Efficient transdifferentiation of human dermal fibroblasts into skeletal muscle

Selwa Mokhtar Boularaoui, Khaled M.A. Abdel-Raouf, Noaf Salah Ali Alwahab, Megan E. Kondash, George A. Truskey, Jeremy Choon Meng Teo, Nicolas Christoforou

Research output: Contribution to journalArticlepeer-review

Abstract

Skeletal muscle holds significant regenerative potential but is incapable of restoring tissue loss caused by severe injury, congenital defects or tumour ablation. Consequently, skeletal muscle models are being developed to study human pathophysiology and regeneration. Their physiological accuracy, however, is hampered by the lack of an easily accessible human cell source that is readily expandable and capable of efficient differentiation. MYOD1, a master gene regulator, induces transdifferentiation of a variety of cell types into skeletal muscle, although inefficiently in human cells.
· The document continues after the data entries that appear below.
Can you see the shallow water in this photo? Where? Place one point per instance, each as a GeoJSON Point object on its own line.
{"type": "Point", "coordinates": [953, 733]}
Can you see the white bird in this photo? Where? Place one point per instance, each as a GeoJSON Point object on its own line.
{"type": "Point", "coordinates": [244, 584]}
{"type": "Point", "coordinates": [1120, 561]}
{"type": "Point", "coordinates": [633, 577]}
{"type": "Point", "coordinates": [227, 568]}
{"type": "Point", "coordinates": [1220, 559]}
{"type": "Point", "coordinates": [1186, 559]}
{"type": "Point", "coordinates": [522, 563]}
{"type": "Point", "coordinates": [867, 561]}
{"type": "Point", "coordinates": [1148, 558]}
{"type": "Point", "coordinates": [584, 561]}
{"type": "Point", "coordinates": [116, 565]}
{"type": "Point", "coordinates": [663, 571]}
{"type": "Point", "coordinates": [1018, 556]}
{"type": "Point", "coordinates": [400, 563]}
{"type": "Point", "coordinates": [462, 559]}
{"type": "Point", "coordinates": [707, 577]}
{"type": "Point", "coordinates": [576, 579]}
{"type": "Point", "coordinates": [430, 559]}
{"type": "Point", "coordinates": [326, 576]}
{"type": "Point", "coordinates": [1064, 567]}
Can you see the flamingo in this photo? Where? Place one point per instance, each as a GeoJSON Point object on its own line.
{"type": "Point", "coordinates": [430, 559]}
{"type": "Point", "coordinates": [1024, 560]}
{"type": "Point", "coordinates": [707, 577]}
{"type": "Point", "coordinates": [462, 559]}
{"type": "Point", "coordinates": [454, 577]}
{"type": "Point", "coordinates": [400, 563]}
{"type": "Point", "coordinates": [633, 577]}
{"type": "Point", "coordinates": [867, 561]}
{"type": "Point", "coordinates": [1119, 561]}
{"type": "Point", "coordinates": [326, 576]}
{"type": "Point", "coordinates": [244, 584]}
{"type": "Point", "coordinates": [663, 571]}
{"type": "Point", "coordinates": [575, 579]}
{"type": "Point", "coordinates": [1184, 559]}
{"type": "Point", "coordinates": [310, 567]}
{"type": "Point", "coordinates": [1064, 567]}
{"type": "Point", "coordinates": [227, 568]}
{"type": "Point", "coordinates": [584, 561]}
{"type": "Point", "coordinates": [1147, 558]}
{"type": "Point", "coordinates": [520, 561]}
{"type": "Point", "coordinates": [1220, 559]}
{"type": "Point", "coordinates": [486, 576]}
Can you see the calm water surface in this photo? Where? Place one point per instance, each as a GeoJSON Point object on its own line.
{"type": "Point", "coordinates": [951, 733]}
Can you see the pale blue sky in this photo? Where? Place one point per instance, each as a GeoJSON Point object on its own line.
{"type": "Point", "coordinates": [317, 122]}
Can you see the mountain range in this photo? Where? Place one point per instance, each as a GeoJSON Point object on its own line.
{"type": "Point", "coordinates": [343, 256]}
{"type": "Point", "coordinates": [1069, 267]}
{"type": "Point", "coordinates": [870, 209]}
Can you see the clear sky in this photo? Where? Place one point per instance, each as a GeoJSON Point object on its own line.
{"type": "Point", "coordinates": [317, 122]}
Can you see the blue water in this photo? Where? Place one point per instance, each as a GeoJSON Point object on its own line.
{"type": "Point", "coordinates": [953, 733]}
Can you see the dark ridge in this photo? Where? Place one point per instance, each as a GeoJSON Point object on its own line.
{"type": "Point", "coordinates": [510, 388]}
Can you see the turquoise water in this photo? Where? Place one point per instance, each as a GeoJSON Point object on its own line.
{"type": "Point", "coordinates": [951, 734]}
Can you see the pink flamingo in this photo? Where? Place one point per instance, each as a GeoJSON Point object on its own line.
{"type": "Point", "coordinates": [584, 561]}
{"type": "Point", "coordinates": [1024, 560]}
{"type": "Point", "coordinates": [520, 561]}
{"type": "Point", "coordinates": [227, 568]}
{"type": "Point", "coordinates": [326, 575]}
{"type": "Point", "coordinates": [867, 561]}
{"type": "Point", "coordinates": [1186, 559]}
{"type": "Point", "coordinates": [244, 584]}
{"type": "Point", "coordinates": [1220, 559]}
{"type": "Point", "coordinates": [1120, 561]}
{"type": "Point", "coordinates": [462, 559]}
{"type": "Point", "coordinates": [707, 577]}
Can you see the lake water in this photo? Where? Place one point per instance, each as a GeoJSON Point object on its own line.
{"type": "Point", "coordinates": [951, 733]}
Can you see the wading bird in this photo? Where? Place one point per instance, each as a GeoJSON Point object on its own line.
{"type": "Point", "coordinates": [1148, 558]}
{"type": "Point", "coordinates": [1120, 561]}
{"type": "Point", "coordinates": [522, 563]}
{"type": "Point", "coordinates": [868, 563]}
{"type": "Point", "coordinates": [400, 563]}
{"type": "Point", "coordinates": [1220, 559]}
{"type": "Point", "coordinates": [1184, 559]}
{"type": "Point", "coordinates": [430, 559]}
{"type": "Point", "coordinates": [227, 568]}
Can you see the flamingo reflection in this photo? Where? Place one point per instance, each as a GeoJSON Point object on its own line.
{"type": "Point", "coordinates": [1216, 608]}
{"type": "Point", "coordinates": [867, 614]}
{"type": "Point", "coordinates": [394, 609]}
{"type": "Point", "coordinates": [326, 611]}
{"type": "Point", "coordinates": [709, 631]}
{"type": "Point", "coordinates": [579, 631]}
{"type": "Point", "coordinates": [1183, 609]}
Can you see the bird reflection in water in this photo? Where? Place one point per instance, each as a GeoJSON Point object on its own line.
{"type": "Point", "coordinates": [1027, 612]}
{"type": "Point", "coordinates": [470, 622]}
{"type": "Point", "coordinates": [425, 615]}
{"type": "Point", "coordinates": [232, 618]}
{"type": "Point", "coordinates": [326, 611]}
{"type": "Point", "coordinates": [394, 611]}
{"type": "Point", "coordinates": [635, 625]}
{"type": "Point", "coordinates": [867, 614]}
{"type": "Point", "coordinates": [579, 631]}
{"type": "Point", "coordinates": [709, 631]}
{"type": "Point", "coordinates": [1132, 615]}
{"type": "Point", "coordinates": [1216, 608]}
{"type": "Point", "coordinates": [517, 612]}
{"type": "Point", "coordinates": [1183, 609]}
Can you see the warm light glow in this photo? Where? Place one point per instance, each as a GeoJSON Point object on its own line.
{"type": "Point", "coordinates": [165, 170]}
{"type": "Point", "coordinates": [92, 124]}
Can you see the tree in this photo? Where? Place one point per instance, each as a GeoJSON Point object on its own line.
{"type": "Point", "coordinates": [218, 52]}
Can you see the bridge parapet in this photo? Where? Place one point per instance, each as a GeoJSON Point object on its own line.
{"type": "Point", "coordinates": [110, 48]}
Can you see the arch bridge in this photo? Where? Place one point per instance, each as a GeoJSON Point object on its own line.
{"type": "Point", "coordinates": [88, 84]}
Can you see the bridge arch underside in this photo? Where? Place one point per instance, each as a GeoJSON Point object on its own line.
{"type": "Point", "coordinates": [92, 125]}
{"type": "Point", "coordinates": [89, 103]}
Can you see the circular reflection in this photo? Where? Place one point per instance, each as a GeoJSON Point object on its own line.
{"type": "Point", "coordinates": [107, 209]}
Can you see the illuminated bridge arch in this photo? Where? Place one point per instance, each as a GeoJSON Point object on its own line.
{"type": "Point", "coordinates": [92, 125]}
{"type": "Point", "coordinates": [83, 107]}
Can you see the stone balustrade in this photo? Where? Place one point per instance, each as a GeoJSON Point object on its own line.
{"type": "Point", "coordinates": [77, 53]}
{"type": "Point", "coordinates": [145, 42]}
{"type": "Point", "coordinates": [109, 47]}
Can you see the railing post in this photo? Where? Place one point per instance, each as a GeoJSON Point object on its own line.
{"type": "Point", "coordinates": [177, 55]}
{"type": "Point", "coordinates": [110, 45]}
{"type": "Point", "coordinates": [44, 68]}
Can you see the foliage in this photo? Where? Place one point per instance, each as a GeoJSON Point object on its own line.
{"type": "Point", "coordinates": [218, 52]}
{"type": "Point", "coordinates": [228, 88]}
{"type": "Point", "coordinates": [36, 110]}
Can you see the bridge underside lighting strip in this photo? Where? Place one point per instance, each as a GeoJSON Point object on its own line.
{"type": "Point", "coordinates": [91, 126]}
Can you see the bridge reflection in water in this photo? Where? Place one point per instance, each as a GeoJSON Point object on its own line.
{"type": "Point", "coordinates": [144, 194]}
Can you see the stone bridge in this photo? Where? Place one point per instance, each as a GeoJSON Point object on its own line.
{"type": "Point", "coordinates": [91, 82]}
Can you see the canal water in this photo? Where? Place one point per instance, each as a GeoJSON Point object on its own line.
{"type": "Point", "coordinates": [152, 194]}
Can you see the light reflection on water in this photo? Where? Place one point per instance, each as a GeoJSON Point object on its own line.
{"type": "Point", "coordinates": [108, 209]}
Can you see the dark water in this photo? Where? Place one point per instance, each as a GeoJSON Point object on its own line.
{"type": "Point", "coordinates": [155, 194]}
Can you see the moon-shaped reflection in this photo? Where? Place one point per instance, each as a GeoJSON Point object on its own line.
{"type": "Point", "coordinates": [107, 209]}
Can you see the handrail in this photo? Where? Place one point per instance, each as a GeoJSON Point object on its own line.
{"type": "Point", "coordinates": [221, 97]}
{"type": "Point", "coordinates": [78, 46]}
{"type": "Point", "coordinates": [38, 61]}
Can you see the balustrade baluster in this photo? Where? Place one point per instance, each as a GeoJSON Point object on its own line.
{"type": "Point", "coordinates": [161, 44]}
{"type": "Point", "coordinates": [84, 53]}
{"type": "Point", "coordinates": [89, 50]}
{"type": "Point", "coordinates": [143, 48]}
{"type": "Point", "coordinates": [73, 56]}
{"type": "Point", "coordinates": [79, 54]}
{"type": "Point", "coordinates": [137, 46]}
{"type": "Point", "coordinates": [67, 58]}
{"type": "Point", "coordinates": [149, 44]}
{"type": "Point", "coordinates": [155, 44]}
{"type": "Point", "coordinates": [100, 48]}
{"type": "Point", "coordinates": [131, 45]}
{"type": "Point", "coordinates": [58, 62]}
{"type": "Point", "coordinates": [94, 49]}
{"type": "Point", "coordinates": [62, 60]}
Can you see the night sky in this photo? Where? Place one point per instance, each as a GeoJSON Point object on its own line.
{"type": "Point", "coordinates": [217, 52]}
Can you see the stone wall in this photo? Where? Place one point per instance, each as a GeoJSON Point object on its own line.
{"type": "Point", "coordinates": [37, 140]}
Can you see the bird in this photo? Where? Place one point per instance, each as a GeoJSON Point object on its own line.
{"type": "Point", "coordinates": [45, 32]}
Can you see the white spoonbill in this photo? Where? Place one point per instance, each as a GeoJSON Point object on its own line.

Here we used MYOD1 to establish its capacity to induce skeletal muscle transdifferentiation of human dermal fibroblasts under baseline conditions. We found significant transdifferentiation improvement via transforming growth factor-β/activin signalling inhibition, canonical WNT signalling activation, receptor tyrosine kinase binding and collagen type I utilization. Mechanistically, manipulation of individual signalling pathways modulated the transdifferentiation process via myoblast proliferation, lowering the transdifferentiation threshold and inducing cell fusion. Overall, we used transdifferentiation to achieve the robust derivation of human skeletal myotubes and have described the signalling pathways and mechanisms regulating this process.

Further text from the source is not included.